‘[Other] Small Utopias’/‘[Öteki] Küçük Ütopyalar’ (2014)
Exhibition curator: Luca Orlandi
‘[Other] Small Utopias’ exhibition, organized and prepared within the frame of the 2nd Istanbul Design Biennial, deals with some of the most interesting and innovative works produced in the recent years by ten Turkish architectural firms. The heterogeneous collection of projects presented in the panels, both in terms of conceptual works or buildings really designed, proposes an overview of new architectural tendencies and scenarios in Turkey, mainly related to offices run by the youngest generation of architects.
The exhibition is part of the main ‘Small Utopias’ exhibition that presents instead a selection of Italian contemporary ‘new’ architecture between history, research and innovation.
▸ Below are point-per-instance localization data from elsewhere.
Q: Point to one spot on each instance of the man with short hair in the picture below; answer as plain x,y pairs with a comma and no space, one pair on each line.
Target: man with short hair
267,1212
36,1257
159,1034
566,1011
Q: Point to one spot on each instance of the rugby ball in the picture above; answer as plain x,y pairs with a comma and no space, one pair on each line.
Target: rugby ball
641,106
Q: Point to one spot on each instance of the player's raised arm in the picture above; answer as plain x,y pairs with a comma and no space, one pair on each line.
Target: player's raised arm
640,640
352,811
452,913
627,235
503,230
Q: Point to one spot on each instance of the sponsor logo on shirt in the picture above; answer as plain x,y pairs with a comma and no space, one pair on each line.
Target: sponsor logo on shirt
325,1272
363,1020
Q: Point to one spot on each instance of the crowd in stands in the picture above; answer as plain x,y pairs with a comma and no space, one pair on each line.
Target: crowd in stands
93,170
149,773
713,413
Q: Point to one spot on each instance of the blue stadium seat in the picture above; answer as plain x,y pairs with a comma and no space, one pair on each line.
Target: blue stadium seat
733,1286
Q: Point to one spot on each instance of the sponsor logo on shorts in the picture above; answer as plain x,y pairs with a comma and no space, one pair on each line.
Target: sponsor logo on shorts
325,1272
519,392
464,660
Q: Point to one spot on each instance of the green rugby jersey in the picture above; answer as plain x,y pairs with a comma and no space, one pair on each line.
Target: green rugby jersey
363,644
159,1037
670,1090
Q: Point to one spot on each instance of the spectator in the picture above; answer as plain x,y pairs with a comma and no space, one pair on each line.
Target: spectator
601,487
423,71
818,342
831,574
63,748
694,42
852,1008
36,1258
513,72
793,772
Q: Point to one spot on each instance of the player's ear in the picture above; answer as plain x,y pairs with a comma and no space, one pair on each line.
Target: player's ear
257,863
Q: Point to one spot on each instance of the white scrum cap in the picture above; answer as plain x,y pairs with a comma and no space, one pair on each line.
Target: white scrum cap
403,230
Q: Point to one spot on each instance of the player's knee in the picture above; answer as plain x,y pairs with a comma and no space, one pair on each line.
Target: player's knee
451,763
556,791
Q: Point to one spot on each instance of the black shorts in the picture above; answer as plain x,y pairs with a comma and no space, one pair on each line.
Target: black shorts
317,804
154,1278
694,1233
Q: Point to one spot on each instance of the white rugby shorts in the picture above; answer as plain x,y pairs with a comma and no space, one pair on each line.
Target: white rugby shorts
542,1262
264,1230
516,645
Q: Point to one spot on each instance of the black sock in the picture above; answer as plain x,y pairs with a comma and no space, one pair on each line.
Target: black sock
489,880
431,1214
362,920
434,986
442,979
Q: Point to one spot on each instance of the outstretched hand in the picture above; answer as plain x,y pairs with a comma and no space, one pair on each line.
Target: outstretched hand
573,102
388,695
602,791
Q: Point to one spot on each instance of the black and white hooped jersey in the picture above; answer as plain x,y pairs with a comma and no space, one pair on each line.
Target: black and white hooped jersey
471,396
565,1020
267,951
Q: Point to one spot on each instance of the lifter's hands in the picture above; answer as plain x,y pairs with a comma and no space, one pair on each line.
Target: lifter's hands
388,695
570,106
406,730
Without any attempt to compete with the Italian exhibition, the ‘Turkish’ Small Utopias projects should be seen as a survey on the new architectural scene on the other side of the Mediterranean Sea and it enhances a dialogue between two cultures and two countries, always in contact among each other since several centuries.
Turkey has entered the third millennium performing a strong and ambitious architectural agenda, especially in the post-metropolitan Istanbul, the real economic and financial center of the country. In those years some architectural firms were able to enter the market and became soon the leaders of the architectural and urban transformations, leaving their signature in almost all the new buildings and redesigning the cityscape. Today the city can be seen, in fact, as an example of an immense urban fabric rapidly growth in the era of globalization, in which contemporary architecture is mostly driven and supported by businesses and financial operations, as well as by real estate speculations and investments.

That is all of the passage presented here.